FastAPI and cooperative multi-threading

21 Jan 2022

Cal Paterson wrote a great article comparing and describing synchronous and asynchronous Python frameworks and explaining why asynchronous frameworks go a bit wobbly under load. This is a story of how we experienced wobbliness in a recent project.

We are using FastAPI, Pydantic, and Kubernetes to build microservices. One of them is a query service that returns a paginated result containing a list of entities implemented as Pydantic models. During tests, we tried to retrieve thousands of entities from the API endpoint. It took several seconds to produce results as we expected but some requests failed. As we started to investigate, it turned out that the liveness and readiness probes of the Kubernetes container failed and containers were restarted by Kubernetes leading to failing requests. Why didn’t the FastAPI service respond to probes? It was alive and working and FastAPI should be able to handle concurrent requests.

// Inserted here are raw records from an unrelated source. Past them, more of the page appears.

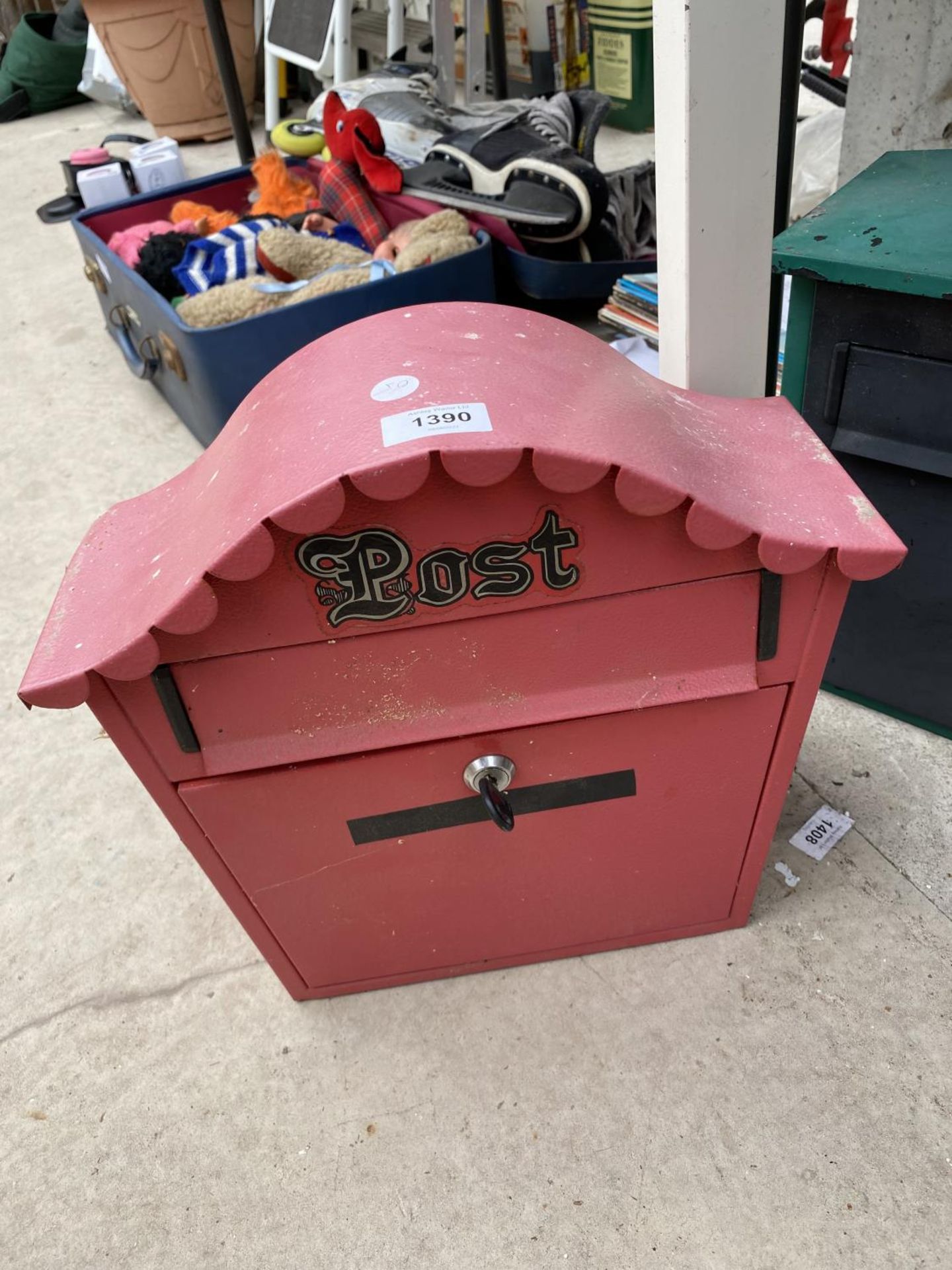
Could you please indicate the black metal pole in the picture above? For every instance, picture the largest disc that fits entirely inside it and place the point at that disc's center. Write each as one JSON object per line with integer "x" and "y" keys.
{"x": 496, "y": 48}
{"x": 786, "y": 138}
{"x": 225, "y": 58}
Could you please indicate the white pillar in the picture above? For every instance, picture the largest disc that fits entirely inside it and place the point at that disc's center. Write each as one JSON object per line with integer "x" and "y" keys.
{"x": 395, "y": 26}
{"x": 717, "y": 84}
{"x": 475, "y": 73}
{"x": 444, "y": 48}
{"x": 899, "y": 81}
{"x": 343, "y": 56}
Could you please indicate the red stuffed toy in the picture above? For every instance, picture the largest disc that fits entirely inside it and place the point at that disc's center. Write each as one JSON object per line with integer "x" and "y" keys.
{"x": 357, "y": 150}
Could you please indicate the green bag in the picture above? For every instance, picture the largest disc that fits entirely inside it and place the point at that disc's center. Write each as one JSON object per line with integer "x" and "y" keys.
{"x": 48, "y": 73}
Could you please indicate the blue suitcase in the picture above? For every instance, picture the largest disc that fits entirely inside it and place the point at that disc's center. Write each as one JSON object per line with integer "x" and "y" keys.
{"x": 204, "y": 374}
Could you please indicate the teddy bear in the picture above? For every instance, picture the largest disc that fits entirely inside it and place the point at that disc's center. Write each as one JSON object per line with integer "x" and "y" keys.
{"x": 302, "y": 267}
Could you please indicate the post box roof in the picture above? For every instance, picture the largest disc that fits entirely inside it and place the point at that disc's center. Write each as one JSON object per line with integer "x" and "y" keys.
{"x": 744, "y": 466}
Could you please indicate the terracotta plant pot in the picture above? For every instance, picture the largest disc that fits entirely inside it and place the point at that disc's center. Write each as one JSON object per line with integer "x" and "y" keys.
{"x": 163, "y": 54}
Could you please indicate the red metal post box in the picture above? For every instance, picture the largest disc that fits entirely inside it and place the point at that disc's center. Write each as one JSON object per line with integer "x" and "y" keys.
{"x": 455, "y": 570}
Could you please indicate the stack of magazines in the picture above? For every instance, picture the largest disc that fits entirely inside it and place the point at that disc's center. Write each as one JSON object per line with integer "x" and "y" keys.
{"x": 633, "y": 306}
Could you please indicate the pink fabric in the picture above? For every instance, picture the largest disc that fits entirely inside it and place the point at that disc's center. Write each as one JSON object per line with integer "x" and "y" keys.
{"x": 95, "y": 154}
{"x": 128, "y": 243}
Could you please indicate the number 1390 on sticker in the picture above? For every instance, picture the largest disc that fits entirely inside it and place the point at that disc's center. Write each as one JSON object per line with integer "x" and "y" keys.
{"x": 434, "y": 421}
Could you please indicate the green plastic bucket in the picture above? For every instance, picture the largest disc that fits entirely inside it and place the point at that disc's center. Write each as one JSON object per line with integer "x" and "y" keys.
{"x": 621, "y": 48}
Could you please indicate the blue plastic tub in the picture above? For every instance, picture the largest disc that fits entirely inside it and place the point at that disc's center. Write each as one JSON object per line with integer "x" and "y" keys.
{"x": 204, "y": 374}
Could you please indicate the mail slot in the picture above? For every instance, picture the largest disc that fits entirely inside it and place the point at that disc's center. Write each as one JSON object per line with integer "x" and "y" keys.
{"x": 467, "y": 644}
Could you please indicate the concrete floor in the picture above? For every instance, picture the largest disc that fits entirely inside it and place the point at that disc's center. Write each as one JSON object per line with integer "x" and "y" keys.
{"x": 778, "y": 1096}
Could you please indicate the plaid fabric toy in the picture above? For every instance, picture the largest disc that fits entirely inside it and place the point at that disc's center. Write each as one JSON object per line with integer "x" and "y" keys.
{"x": 223, "y": 257}
{"x": 357, "y": 165}
{"x": 344, "y": 197}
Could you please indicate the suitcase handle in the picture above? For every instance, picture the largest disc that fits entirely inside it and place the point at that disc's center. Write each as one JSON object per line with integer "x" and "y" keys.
{"x": 143, "y": 360}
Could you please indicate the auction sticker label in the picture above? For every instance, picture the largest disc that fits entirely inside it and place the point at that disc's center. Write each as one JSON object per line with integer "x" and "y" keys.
{"x": 434, "y": 421}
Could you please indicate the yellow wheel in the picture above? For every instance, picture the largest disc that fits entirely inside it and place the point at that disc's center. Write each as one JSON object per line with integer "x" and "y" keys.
{"x": 298, "y": 138}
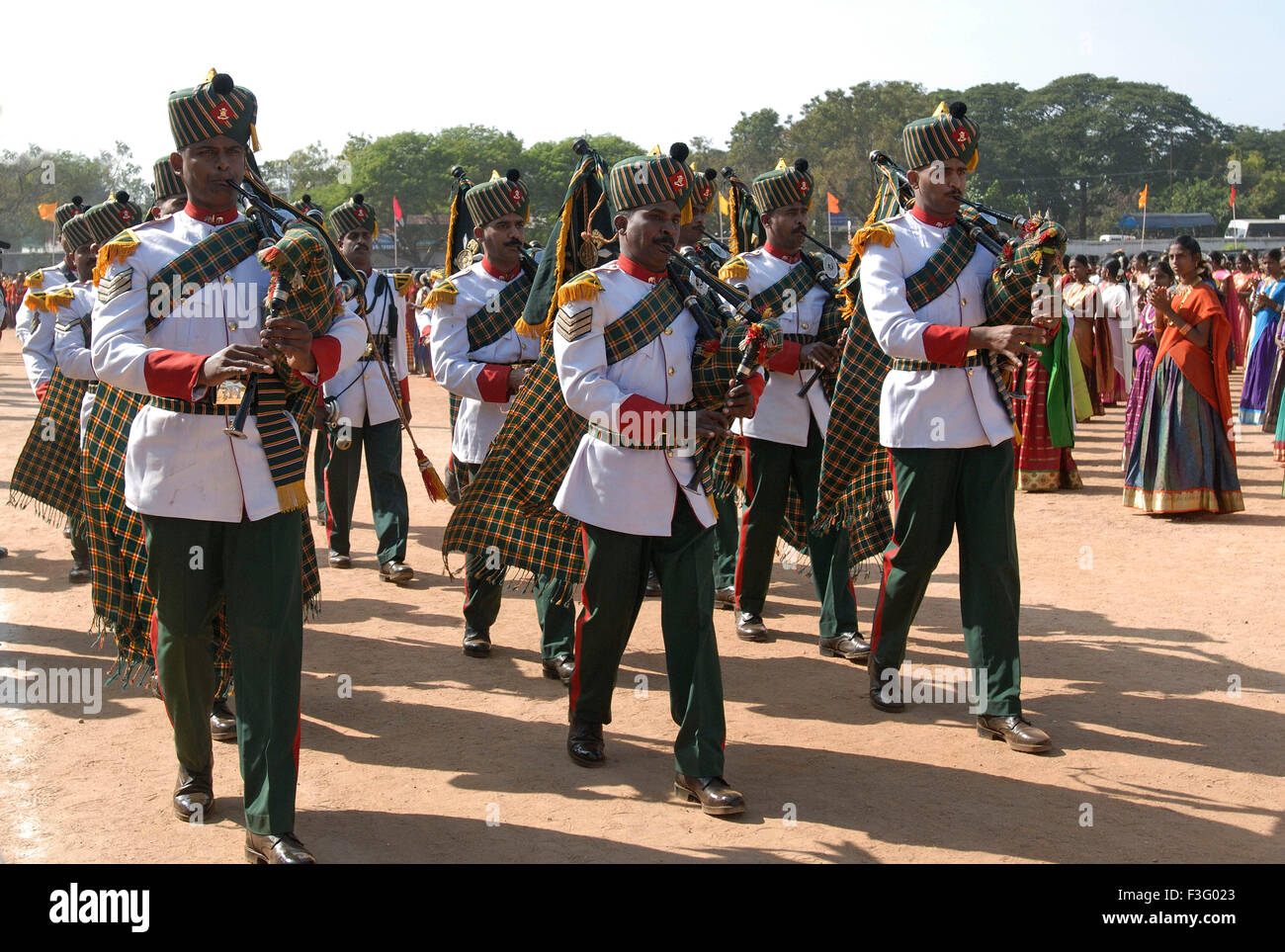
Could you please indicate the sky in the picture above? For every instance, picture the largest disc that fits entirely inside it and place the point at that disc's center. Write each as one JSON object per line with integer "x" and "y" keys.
{"x": 633, "y": 68}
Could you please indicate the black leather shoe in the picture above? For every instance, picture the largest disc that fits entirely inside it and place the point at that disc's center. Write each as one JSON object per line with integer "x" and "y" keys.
{"x": 877, "y": 686}
{"x": 277, "y": 848}
{"x": 1019, "y": 734}
{"x": 560, "y": 667}
{"x": 712, "y": 793}
{"x": 193, "y": 796}
{"x": 749, "y": 626}
{"x": 585, "y": 742}
{"x": 653, "y": 584}
{"x": 476, "y": 644}
{"x": 846, "y": 646}
{"x": 222, "y": 721}
{"x": 396, "y": 571}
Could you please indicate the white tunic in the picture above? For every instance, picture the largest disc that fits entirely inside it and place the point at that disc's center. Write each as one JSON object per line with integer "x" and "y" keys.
{"x": 616, "y": 487}
{"x": 73, "y": 357}
{"x": 783, "y": 415}
{"x": 35, "y": 329}
{"x": 361, "y": 389}
{"x": 459, "y": 369}
{"x": 932, "y": 408}
{"x": 183, "y": 466}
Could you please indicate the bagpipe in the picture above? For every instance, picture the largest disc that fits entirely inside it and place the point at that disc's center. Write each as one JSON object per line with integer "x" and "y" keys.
{"x": 302, "y": 264}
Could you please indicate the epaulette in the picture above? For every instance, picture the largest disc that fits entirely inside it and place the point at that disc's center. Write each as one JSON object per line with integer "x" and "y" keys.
{"x": 582, "y": 287}
{"x": 442, "y": 293}
{"x": 733, "y": 270}
{"x": 879, "y": 232}
{"x": 115, "y": 252}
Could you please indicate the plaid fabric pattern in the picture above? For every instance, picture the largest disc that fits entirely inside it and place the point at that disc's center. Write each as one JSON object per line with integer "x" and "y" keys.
{"x": 47, "y": 468}
{"x": 496, "y": 317}
{"x": 508, "y": 507}
{"x": 165, "y": 180}
{"x": 645, "y": 180}
{"x": 782, "y": 187}
{"x": 495, "y": 200}
{"x": 201, "y": 114}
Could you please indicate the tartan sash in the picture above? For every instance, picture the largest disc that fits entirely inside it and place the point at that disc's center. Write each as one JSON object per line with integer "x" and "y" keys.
{"x": 47, "y": 468}
{"x": 496, "y": 317}
{"x": 855, "y": 476}
{"x": 508, "y": 506}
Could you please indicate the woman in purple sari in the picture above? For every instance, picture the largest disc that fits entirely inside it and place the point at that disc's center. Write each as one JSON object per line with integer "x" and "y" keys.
{"x": 1267, "y": 304}
{"x": 1144, "y": 352}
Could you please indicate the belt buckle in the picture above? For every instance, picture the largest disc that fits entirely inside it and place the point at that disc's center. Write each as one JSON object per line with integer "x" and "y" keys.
{"x": 229, "y": 393}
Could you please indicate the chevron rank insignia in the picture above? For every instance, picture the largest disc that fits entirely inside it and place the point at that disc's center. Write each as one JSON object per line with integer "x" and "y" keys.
{"x": 574, "y": 326}
{"x": 112, "y": 288}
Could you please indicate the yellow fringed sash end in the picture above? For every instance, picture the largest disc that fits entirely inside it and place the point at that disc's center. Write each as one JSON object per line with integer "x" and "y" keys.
{"x": 585, "y": 287}
{"x": 292, "y": 496}
{"x": 879, "y": 234}
{"x": 733, "y": 270}
{"x": 442, "y": 293}
{"x": 115, "y": 252}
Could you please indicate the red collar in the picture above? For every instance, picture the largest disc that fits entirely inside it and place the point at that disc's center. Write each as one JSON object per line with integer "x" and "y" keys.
{"x": 930, "y": 219}
{"x": 504, "y": 277}
{"x": 211, "y": 217}
{"x": 634, "y": 270}
{"x": 788, "y": 257}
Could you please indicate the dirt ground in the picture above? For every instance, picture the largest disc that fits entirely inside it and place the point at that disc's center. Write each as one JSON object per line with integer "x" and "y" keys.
{"x": 1136, "y": 633}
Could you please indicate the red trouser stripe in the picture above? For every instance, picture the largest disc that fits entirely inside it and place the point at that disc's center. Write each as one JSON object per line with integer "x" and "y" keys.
{"x": 877, "y": 626}
{"x": 579, "y": 625}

Let’s start with a simplified service code for testing this behavior in isolation. The response model still contains a lot of fields because it is the key to triggering the issue we faced. The real models have even more fields.

from datetime import date, datetime
from typing import List

from fastapi import FastAPI
from pydantic import BaseModel

  
class Address(BaseModel):
    id: int
    str1: str = None
    str2: str = None
    str3: str = None
    str4: str = None
    str5: str = None
    str6: str = None
    str7: str = None
    str8: str = None


class Account(BaseModel):
    id: int
    address: Address = None
    str1: str = None
    str2: str = None
    str3: str = None
    str4: str = None
    str5: str = None
    str6: str = None
    str7: str = None
    str8: str = None
    str9: str = None
    str10: str = None
    str12: str = None
    str13: str = None
    str14: str = None
    str15: str = None
    str16: str = None


class Client(BaseModel):
    id: int
    address: Address = None
    bank_accounts: List[Account]
    str1: str = None
    str2: str = None
    str3: str = None
    str4: str = None
    str5: str = None
    str6: str = None
    str7: str = None
    str8: str = None

class ClientsResponse(BaseModel):
    items: List[Client]


app = FastAPI()


@app.get("/.well-known/live")
def live():
    return "OK"


@app.get("/clients", response_model=ClientsResponse)
def clients():
    return ClientsResponse(
        items=[
            Client(id=i, address=Address(id=i), bank_accounts=[Account(id=i)])
            for i in range(40000)
        ]
    )

This service provides two endpoints: /.well-known/live for liveness checks and /clients for returning a list of clients.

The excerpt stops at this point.